Masalah – masalah  seperti ini melekat di setiap beberapa model keefektifan manusia yang dijelaskan dalam bab ini. Meskipun ada kesulitan, konselor perkembangan perlu beberapa dasar yang  relevan untuk mengkonsepkan fungsi manusia pada tingkat tinggi. Untuk sebagian besar model-model yang dibahas di sini didasarkan pada pengalaman klinis penulis atau pada penelitian yang sangat terbatas bukan dari studi skala besar.
Model – model ini dengan jelas mewakili beberapa tingkat dasar prasangka filosofis dan teoritis yang mendasari model pembangun. Mereka ditawarkan sebagai kerangka kerja sekitar yang mana konselor dapat membangun sendiri model dari kepribadian manusia yang efektif.


AKTUALISASI DIRI MENURUT MASLOW
Abraham Maslow adalah seorang psikolog amerika pertama yang tertarik pada masalah fungsi tingkat tinggi manusia. Maslow mendekati studi fungsi positifnya dengan asumsi bahwa manusia memang memiliki sifat penting atau seperangkat genetik berdasarkan kecenderungan. Dia memandang kecenderungan ini menumbuhkan kebutuhan yang ada pada pihak mereka baik atau netral, bukan buruk.

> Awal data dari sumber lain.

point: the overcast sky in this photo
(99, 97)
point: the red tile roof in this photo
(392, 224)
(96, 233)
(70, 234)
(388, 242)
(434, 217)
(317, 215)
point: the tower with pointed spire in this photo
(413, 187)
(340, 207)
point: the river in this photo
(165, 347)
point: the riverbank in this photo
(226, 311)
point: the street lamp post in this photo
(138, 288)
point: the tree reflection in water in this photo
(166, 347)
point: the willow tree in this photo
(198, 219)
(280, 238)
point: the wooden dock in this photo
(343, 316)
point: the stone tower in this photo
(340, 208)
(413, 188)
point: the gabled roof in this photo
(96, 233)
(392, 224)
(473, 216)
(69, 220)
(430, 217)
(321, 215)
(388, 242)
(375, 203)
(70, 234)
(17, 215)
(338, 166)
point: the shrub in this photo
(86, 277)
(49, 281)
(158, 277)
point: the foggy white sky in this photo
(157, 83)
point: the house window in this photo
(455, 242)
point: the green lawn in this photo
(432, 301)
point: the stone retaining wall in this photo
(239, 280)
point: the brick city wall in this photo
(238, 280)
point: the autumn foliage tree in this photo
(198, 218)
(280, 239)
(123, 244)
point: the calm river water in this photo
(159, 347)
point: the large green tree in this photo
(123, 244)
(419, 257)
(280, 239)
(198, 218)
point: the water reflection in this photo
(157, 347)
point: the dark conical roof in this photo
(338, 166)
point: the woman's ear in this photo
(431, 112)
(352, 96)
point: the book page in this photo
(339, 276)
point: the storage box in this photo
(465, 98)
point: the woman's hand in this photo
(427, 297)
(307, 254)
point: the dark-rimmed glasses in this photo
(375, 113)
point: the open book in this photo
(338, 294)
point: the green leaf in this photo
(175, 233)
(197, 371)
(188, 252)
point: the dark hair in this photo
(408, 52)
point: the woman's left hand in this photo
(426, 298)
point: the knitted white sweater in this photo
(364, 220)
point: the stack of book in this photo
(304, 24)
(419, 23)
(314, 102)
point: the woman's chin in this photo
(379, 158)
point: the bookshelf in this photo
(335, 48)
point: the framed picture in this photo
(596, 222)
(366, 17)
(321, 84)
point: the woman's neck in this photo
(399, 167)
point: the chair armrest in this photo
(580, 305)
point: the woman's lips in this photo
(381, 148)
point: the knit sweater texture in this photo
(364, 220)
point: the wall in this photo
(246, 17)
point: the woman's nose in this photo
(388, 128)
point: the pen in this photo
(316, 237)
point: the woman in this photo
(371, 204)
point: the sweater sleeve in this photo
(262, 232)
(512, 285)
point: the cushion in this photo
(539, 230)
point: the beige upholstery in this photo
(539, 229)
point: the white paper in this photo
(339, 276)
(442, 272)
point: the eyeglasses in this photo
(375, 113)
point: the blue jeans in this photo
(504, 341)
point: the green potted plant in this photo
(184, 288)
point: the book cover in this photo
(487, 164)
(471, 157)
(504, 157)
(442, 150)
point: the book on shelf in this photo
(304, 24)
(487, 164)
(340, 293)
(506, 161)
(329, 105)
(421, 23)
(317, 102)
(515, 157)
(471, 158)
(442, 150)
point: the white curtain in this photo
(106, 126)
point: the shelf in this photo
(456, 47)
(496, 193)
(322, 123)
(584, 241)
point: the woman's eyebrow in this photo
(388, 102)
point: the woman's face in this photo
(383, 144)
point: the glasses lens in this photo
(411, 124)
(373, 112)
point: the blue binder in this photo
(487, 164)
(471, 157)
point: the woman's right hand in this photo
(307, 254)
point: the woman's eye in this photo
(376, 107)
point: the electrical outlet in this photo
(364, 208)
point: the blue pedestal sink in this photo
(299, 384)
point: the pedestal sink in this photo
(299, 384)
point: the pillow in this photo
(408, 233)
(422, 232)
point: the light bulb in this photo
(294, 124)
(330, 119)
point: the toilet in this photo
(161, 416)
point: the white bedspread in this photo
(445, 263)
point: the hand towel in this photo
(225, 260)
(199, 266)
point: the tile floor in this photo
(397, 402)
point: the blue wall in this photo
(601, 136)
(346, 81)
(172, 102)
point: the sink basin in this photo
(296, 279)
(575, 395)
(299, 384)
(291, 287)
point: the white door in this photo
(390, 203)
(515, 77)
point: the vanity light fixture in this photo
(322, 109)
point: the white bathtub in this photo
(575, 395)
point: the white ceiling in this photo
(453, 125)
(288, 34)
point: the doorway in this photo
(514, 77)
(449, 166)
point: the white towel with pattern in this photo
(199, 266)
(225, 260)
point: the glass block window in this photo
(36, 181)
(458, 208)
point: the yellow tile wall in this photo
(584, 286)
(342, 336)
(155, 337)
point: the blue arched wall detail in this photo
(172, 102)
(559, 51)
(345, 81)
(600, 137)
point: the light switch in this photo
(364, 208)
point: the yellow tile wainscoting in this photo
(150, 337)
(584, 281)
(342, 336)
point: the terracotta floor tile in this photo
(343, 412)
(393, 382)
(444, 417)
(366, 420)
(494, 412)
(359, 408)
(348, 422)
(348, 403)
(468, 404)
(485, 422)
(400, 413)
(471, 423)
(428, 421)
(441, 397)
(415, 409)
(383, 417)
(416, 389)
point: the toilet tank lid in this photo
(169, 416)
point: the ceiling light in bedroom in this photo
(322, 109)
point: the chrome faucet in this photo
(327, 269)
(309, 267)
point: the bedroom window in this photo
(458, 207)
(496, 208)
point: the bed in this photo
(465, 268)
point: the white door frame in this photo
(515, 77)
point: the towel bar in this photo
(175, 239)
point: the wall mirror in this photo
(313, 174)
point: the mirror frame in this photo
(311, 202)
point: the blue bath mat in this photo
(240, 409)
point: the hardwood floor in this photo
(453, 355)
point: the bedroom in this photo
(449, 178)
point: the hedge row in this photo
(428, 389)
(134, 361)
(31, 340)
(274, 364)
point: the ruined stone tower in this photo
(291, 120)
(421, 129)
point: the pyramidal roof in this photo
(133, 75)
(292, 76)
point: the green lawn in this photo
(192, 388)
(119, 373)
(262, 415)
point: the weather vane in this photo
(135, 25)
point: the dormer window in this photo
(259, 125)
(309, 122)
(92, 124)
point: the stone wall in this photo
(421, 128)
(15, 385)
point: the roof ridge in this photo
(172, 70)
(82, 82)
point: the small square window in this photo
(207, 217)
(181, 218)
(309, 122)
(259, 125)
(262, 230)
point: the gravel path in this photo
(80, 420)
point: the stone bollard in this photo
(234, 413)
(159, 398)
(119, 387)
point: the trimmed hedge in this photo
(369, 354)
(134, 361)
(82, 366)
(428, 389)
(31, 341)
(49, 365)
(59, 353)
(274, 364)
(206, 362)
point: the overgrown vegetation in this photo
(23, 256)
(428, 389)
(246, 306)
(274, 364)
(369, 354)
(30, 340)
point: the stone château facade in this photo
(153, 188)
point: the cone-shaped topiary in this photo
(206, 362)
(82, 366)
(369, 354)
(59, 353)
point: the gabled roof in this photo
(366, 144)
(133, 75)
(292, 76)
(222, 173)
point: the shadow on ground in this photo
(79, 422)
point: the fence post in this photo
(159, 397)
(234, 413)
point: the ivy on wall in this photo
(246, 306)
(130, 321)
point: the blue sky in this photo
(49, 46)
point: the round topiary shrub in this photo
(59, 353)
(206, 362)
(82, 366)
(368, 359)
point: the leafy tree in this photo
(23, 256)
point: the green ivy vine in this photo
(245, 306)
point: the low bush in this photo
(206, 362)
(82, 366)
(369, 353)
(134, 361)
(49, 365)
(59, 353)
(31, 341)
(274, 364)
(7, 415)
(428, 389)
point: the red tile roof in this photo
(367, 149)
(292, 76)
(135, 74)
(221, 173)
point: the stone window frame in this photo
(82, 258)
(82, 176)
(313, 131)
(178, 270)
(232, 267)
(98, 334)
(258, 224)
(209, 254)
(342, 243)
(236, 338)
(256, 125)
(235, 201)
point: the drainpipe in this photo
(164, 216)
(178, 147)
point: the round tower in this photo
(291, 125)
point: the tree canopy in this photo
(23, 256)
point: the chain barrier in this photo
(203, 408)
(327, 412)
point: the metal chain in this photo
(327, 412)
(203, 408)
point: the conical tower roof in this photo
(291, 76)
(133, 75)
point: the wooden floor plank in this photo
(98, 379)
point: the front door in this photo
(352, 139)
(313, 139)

Maslow lebih lanjut mengatakan perkembangan manusia dikonseptualisasikan sebagai proses dimana kecenderungan dasar manusia mengaktualisasikan dan seluruh potensi-potensi manusia terpenuhi. Dia memandang kepribadian manusia pada dasarnya tumbuh dari dalam, bukan dibentuk dari luar. Di sisi lain psikopatologi terutama dilihat sebagai akibat dari frustrasi atau memutar sifat dasar manusia dari luar.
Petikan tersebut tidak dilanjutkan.